Carla Bruni and Laura Bush Interview Mashup: A Tribute to Samuel Beckett’s Happy Days


LAURA, a woman about sixty

CARLA, a woman about forty

An expanse of immaculate green grass slopes down to a center mound.  Trompe-l’oeil backcloth to represent The Windsor Hotel Toya Resort and Spa, the host of the 34th G8 Summit.

Imbedded up to their waists in the mound are LAURA and CARLA, both dressed in pastel designer suits, with a pearl necklace for LAURA and a pillbox hat for CARLA. 

Beside them on the ground to their left is a broken guitar and a collapsible collapsed parasol.

LAURA: I love to walk with a friend. You find you talk so much the whole time, before you know it you’ve walked 45 minutes.

CARLA: When I have to choose, I always choose doing things, so I make great mistakes but I don’t have regrets.

LAURA: It’s a very interesting passage of life when you get to that time in your life when your first child is getting married. And we’re gaining our first son. So it’s a thrill.

CARLA: Sex, very pleasant. It’s one of the advantages of getting older… age increases sensuality and the pleasure.

LAURA: We have to keep comforting our children, but we also have to be very vigilant as American citizens as we go about our work and our business.

CARLA: I am a tamer of men, a cat, an Italian–monogamy bores me terribly.  Am I faithful? To myself! I am monogamous from time to time but I prefer polygamy and polyandry.

LAURA: At one point in my life, I thought I would marry a professor and lead a quiet life in academia and dig in my flower garden.

CARLA: Love lasts a long time but burning desire, two to three weeks.

LAURA: George and I are complete opposites. I’m quiet, he’s talkative. I’m introverted, he’s extroverted. I can pronounce nuclear.

CARLA: I want to have a man who has nuclear power.

LAURA:  Well, the fact is I think it’s hard for any wife, or husband for that matter, to give their spouse a lot of advice. I know, I don’t really want a lot of advice from him and I know he doesn’t really want a lot of advice from me. So I make an effort to only speak out when I really feel like I can’t help but speak out.

CARLA: Everyone knows that husbands are rarely stolen; you either know how to keep them or you don’t.

LAURA: Everyone knows that women love red dresses. In fact, recently at the White House, the night of the Kennedy Center Honors, I had a red dress on–and three other people had the exact red same red dress on! It was a major fashion faux pas.

CARLA: I love Yves Saint Laurent. He was the first to mix up red and pink! It was just not done. He had a wonderful garden in Morocco, full of red and pink roses, and he said to himself, Nature does it, and so can I! And he put red dresses with pink belts. It was a fashion mistake before he tried it. People believed the colors would kill each other, but the way he used it was so beautiful, and ageless.
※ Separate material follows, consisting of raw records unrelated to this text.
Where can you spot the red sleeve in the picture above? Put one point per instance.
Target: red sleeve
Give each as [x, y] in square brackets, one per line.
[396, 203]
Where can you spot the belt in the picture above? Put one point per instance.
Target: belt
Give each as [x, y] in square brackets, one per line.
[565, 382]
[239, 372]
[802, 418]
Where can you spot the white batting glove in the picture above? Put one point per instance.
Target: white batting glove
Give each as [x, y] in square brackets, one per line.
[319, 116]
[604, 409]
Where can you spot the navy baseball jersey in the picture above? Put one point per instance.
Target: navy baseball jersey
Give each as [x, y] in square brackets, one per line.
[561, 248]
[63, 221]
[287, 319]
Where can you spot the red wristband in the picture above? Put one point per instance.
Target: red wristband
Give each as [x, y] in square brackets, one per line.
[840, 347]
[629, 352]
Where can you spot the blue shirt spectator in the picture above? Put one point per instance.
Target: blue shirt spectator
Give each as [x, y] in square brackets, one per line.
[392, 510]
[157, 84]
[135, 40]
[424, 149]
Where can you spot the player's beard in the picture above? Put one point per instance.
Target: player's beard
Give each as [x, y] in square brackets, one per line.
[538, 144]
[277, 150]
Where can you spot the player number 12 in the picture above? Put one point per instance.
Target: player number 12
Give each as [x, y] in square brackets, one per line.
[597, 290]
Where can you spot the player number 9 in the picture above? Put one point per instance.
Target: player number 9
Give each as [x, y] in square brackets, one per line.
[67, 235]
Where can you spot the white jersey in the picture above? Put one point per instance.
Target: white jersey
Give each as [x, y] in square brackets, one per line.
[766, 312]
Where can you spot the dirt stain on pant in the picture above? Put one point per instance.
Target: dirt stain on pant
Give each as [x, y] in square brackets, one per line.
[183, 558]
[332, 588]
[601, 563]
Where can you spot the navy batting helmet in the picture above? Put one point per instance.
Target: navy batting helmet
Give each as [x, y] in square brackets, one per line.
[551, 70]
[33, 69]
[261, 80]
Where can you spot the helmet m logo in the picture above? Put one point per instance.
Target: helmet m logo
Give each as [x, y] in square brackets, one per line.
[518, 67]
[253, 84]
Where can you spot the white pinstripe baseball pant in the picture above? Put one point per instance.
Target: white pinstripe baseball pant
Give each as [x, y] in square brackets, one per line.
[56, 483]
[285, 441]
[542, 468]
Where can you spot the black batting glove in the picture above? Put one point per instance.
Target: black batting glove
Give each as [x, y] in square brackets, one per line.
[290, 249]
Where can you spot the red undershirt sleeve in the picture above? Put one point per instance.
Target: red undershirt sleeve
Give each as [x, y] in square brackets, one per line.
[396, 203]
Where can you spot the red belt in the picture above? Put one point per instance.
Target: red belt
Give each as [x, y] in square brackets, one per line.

LAURA rummages in a black handbag and removes a mirror. She examines the handle of the mirror, then squints at her reflection.

LAURA: It’s tough. I mean, the polls, that’s, you know that’s… I mean, when we travel around the country, when we visit with people, that’s not what we hear all the time. When they’re good polls  –I think I told you this the last time I interviewed with you, you don’t see them on the front page.

CARLA: I’d rather be called a predator than an old flea-bag. Predator, it’s not that bad for a woman.

LAURA: I hate the stories –all the stories about how I dress.

CARLA: Even when I was having my hair and make-up done backstage at a fashion show, I would sneak in a copy of Dostoevsky and read it inside a copy of Elle or Vogue. But it would be pretentious of me to say I was more intelligent than the other supermodels of that era. I was always just curious about everything.

LAURA: As I grew up I found The Brothers Karamazov to be one of the deepest, most interesting of books I read–one that was the most fun to re-read. Maybe I shouldn’t say fun, given that it is about spiritual struggle, but to read it over and over again at various times in my life was always rewarding. That includes the time I read the book while sitting by a swimming pool in Houston, when I worked as a teacher in the early 1970s. Though the book was Russian, there was always a sort of Texas heat about this memory.

CARLA: Never in my life did I think I would meet the Queen of England.

LAURA: I was the librarian who spent 12 hours a day in the library and yet somehow I met George.

CARLA: My guy, I roll him up and smoke him.

LAURA: I’m having a good time talking about teaching all over America.

CARLA: I miss being a girl but I would like to stay sexy and seductive.

LAURA: Some of my fondest memories as a child are of curling up in my mother’s lap and listening to her read to me.

CARLA: I am a child. Despite my forty years. Despite my thirty lovers. A child.

LAURA: I loved the Laura Ingalls Wilder books, and I identified with Laura because of her name and her brown hair.